Belakangan
ini, para budayawan sepuh Indonesia sedang ramai dimintai pertanggungjawaban
sejarah oleh generasi muda mengenai “peran” mereka dalam tragedi 1965. “Peran” yang
dimaksud di sini secara khusus merujuk pada keterlibatan mereka dalam
proyek-proyek kebudayaan antikomunis yang disokong oleh Congress for Cultural
Freedom (CCF), sebuah operasi terselubung (covert
action) Central Intelligence Agency (CIA) Amerika Serikat. CCF adalah
tangan penggerak operasi global AS di bidang kebudayaan untuk meluaskan
dominasi ekonomi-politik liberal mereka.
Bahwa CCF
adalah operasi CIA bukanlah isapan jempol belaka. Fakta ini sudah dibongkar jauh-jauh
hari sejak April 1966; pertama oleh reportase Tom Wicker di New York Times, dan kedua oleh reportase majalah Ramparts
melalui redakturnya, Warren Hinckle. Barangsiapa menyangsikan “kualitas” reportase-reportase
tersebut, perlu dicatat bahwa Ramparts dianugerahi
George Polk Memorial Award for
Excellence in Journalism atas
kerja investigatifnya itu. Berpuluh tahun kemudian, dengan meneliti arsip-arsip
yang telah dideklasifikasi, Frances Stonor Saunders merinci keterkaitan CIA-CCF
dalam buku Who Paid the Piper? CIA and the Cultural Cold War
(1999).
Mengutip
kalimat pembukaan Saunders dalam bukunya: “Selama puncak Perang Dingin, pemerintah
AS menyediakan sumber daya yang sangat besar untuk program rahasia propaganda
kebudayaan [...] Program ini dikelola dengan sangat rahasia oleh tangan
spionase Amerika, CIA. Di pusat aksi ini terdapat Congress for Cultural Freedom
yang dijalankan oleh agen CIA Michael Josselson [...] Semasa puncaknya,
Congress for Cultural Freedom punya kantor di 35 negara, mempekerjakan lusinan
personil, menerbitkan lebih dari 20 majalah bergengsi, menggelar
pameran-pameran seni rupa, memiliki layanan kantor berita, menyelenggarakan
konferensi-konferensi internasional papan atas, dan menganugerahi para musisi
dan seniman dengan penghargaan-penghargaan dan pertunjukan publik.” Tujuannya:
“Menjauhkan kaum intelegensia dari Marxisme menuju pandangan yang lebih
akomodatif terhadap ‘cara Amerika’.”[1]
Fakta-fakta
inilah, yang meskipun sudah diketahui umum, rupanya tetap tak hendak diakui
oleh para penulis dan intelektual Indonesia yang terlibat. Operator CCF untuk
Asia, Ivan Kats, yang menjalin hubungan dekat dengan para intelektual Indonesia
untuk menggarap kerja CCF di sini, dibela oleh Goenawan Mohamad dengan dibilang
“tak tahu” soal hubungan CCF dengan CIA dan “terkejut” saat membaca laporan New York Times karena “tak menyangka”.[2]

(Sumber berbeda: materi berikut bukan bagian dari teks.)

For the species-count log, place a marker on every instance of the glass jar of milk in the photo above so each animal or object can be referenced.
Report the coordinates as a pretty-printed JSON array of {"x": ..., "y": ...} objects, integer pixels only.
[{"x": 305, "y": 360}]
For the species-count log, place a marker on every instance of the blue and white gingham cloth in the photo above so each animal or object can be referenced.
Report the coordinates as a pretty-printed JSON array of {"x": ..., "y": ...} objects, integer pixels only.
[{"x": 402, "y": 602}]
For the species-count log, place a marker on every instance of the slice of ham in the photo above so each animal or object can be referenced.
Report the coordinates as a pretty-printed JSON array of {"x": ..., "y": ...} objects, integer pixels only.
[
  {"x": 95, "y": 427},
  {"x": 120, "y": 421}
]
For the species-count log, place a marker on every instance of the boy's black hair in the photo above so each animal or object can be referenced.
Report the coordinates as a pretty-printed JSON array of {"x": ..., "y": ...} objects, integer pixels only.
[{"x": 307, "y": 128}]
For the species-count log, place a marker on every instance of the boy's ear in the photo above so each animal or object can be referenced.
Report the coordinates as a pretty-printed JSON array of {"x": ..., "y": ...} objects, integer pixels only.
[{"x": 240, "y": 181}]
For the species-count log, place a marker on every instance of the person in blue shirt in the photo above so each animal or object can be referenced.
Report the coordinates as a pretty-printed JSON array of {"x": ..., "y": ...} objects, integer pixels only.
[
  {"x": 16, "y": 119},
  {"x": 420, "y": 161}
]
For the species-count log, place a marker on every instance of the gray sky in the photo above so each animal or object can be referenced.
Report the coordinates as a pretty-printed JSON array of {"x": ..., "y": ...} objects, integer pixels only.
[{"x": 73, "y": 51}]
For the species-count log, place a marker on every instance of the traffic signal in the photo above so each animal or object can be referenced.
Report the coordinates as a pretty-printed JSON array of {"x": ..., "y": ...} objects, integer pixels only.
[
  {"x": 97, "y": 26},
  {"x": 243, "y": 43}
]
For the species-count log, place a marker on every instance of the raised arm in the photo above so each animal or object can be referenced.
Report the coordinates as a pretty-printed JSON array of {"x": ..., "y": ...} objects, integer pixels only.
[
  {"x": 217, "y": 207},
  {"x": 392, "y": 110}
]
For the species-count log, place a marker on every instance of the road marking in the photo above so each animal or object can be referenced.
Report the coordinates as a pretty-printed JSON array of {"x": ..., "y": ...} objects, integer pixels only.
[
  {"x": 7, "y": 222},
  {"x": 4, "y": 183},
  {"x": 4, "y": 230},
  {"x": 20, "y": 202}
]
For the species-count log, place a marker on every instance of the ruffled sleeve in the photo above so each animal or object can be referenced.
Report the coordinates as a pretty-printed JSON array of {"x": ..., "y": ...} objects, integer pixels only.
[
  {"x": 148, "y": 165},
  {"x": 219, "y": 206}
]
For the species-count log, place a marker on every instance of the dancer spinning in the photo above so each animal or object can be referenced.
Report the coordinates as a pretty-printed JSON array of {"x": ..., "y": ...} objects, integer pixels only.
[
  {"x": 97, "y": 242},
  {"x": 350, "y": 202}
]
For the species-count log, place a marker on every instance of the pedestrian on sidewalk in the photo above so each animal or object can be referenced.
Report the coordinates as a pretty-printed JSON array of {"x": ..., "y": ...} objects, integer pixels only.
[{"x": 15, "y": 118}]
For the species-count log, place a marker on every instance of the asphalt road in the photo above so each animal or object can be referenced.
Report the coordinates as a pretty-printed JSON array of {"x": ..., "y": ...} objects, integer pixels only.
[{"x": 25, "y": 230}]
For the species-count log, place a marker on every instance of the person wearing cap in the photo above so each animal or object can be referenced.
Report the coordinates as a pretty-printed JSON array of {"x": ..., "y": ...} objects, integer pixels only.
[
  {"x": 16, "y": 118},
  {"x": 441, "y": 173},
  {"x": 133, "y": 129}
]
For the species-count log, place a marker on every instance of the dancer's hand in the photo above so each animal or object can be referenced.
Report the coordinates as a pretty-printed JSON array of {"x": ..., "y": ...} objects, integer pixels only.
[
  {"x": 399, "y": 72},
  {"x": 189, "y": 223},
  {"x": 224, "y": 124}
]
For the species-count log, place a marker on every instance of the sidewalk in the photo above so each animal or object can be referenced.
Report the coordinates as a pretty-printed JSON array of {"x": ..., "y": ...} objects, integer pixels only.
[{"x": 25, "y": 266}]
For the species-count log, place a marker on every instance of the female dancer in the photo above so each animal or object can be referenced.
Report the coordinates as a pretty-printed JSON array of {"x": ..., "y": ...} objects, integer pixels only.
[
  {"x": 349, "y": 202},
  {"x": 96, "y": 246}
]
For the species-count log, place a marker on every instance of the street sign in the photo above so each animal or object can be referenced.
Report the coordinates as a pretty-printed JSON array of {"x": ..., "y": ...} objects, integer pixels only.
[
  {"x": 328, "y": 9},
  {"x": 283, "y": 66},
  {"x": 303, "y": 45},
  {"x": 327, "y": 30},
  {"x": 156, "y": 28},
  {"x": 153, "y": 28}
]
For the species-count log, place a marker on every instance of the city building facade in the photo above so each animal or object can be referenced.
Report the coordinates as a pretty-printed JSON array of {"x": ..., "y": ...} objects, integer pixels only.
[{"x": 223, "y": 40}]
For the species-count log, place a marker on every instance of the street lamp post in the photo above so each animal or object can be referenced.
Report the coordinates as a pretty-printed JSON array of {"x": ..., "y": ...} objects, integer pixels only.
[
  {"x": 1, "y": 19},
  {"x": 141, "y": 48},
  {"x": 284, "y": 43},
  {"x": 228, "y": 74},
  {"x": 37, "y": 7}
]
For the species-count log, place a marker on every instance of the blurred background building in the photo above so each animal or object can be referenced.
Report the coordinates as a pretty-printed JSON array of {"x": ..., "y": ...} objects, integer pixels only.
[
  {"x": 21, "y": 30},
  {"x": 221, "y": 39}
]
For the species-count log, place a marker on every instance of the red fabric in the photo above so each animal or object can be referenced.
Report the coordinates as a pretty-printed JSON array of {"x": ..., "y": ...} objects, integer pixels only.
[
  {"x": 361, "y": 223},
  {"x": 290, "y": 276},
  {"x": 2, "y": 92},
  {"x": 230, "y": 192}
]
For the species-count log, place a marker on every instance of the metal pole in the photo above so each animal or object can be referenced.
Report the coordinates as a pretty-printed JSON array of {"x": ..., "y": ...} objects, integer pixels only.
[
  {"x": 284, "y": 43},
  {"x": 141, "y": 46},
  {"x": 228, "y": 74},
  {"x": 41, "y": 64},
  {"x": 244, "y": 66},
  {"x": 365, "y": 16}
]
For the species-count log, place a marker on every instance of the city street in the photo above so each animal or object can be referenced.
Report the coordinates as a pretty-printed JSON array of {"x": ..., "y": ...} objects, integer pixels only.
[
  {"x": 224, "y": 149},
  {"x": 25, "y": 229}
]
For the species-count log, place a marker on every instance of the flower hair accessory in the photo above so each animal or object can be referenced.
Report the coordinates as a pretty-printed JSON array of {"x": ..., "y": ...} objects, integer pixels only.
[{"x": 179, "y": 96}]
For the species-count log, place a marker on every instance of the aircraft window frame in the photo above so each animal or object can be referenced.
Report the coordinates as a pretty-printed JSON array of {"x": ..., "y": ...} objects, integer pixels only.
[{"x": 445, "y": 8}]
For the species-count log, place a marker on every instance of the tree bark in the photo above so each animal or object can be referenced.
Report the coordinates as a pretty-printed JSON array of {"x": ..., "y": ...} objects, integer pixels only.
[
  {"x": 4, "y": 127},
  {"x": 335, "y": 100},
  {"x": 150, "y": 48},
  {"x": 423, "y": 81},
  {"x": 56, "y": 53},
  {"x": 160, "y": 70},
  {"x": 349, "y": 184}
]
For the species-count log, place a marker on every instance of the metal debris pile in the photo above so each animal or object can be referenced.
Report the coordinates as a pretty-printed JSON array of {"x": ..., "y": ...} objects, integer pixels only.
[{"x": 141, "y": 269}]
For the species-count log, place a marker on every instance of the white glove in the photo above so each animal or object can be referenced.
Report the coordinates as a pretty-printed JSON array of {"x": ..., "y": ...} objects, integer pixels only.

Almarhum Mochtar Lubis menyangkal keras kaitan itu, sementara Taufiq Ismail mengaku
“tertegun” setelah mengetahuinya.[3]
Para pembela
mereka juga kerap mengungkapkan dalih yang kira-kira berbunyi demikian,
"CIA kan bukan intel Melayu. Kerjanya sangat rapi. Operasinya saja covert action. Maka sangat wajar dan
bisa dimaklumi kalau orang-orang CCF maupun para penulis yang bekerjasama
dengan mereka tidak tahu menahu bahwa mereka bekerjasama dengan CIA."
Argumen itu mungkin
betul. Tapi yang jadi masalah di sini: adakah tindakan etis yang dilakukan oleh
para penulis dan budayawan itu setelah
fakta keterkaitan CCF-CIA dibongkar oleh reportase New York Times dan Ramparts pada
1966? Kita bisa menengok ke Amerika Latin untuk mencari pembandingnya.
Jelas, di mata
AS saat itu, Amerika Latin sebagaimana Asia Tenggara adalah wilayah prioritas
yang harus disterilkan dari pengaruh komunis. AS punya banyak alasan untuk merasa
waswas. Tahun Baru 1959 dibuka dengan kaburnya diktator boneka AS dari Kuba,
Fulgencio Batista, akibat ditumbangkan oleh pasukan gerilya Fidel Castro. Revolusi
Kuba dan kemenangan Castro punya dampak luar biasa pada kesadaran geo-politik
subbenua itu. Negara-negara Amerika Selatan mulai melihat dirinya sebagai satu
kesatuan politik yang mengalami rute historis serupa dan tumbuhlah rasa sebagai
“satu Amerika Latin.” Dari pengalaman gerilya itu pula Che Guevara menuliskan
teorinya yang terkenal, teori foco,
yaitu bahwa garda depan pasukan bersenjata bisa menyulut gerakan-gerakan
revolusioner sejenis di sepenjuru Amerika Latin.
Untuk
menangkal pengaruh Revolusi Kuba (dan dengan demikian ide-ide Marxis) di bidang
pemikiran dan kebudayaan, sekretariat CCF di Paris merasa perlu menerbitkan
sebuah majalah baru untuk menggantikan majalah CCF di Amerika Latin sebelumnya,
Cuadernos del Congreso por la Libertad de la Cultura (disingkat Cuadernos). Cuadernos terbit triwulanan sejak Maret 1953 dan sukses membangun
jaringan di beberapa negara dari Cile hingga Uruguay.[4]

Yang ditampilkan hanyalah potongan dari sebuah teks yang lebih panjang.